But they won't be meeting them face-to-face. Instead they'll be using a special call
sign – ZL6RWC – from September 1 to October 31.
RADIO SOUNDS: Papakura amateur radio club member David Karrasch
can't wait to use the club's special world cup call sign. Photo: FIONA GOODALL
Longtime member David Karrasch is hoping they'll make contact with more than 40,000
people in that time.
"We expect to have it on air on two or three bands every day. It will be swamped."
He applied to the New Zealand Association of Radio Transmitters for a call sign
especially for the Rugby World Cup. The club's usual callsign is ZL1VK.

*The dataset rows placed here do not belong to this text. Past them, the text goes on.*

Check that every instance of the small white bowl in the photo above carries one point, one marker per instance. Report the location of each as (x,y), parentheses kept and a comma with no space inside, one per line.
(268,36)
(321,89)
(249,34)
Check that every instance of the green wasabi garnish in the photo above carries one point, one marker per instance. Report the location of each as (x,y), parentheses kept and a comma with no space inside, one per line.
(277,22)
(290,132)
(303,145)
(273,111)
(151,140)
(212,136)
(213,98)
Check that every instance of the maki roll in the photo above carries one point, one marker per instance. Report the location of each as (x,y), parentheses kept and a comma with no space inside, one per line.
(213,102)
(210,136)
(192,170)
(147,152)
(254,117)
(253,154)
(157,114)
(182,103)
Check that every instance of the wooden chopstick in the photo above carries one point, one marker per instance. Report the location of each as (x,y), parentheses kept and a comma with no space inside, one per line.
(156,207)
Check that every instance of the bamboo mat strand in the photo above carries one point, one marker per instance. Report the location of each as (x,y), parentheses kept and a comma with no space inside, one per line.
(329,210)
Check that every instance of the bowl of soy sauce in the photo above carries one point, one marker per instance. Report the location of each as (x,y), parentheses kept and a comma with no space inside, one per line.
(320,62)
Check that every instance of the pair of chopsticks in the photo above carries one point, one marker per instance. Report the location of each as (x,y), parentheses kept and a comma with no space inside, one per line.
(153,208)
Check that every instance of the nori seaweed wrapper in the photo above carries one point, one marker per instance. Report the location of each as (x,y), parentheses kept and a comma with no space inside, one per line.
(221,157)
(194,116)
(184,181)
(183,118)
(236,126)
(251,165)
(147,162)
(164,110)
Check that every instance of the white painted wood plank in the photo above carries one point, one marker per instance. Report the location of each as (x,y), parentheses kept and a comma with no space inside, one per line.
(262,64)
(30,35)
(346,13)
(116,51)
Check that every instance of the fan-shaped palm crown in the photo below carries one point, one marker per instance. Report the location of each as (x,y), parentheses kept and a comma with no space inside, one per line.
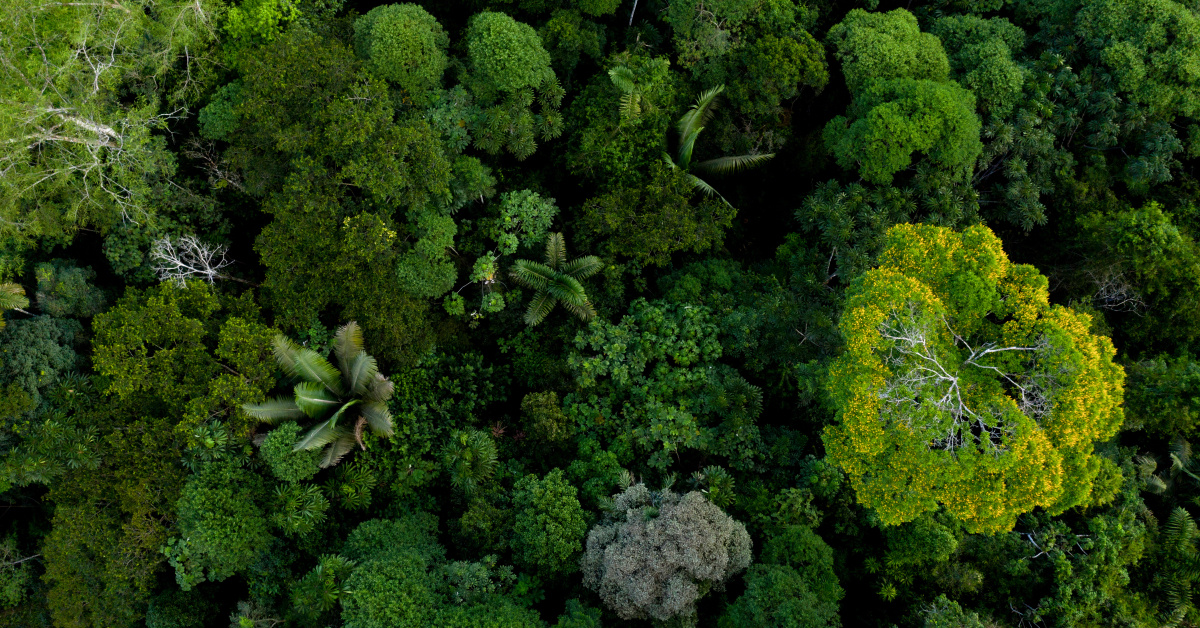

But club members won't be having lengthy banter with contacts. Most communication
is just an exchange of call signs, he says.
"We will be going to work as many people as we can."
The ZL6 is the special part of the call sign because they normally start with
ZL1, 2, 3 or 4, he says.
The plan is to operate through nine bands of frequency on multiple platforms
including a more traditional form of communication, morse code, Mr Karrasch says.
The 50 club members are looking forward to using the new call sign, he says.
"It's really a matter of contacting people and recording them in our log."
They're not keeping the call sign all to themselves – other amateurs will ask to
use it working from their homes and clubs across New Zealand, Mr Karrasch says.
The club has no set channel that its operates from – visit www.nzart.org.nz to see
the frequencies club members will use.
It recently had another special event call sign – ZL6LH – when members set up a radio
station at a lighthouse as part of International Lighthouse Lightship Weekend.
Last weekend o they set up the station at Pouto on the Kaipara Harbour, to help raise
public awareness of lighthouses and lightships and to promote amateur radio.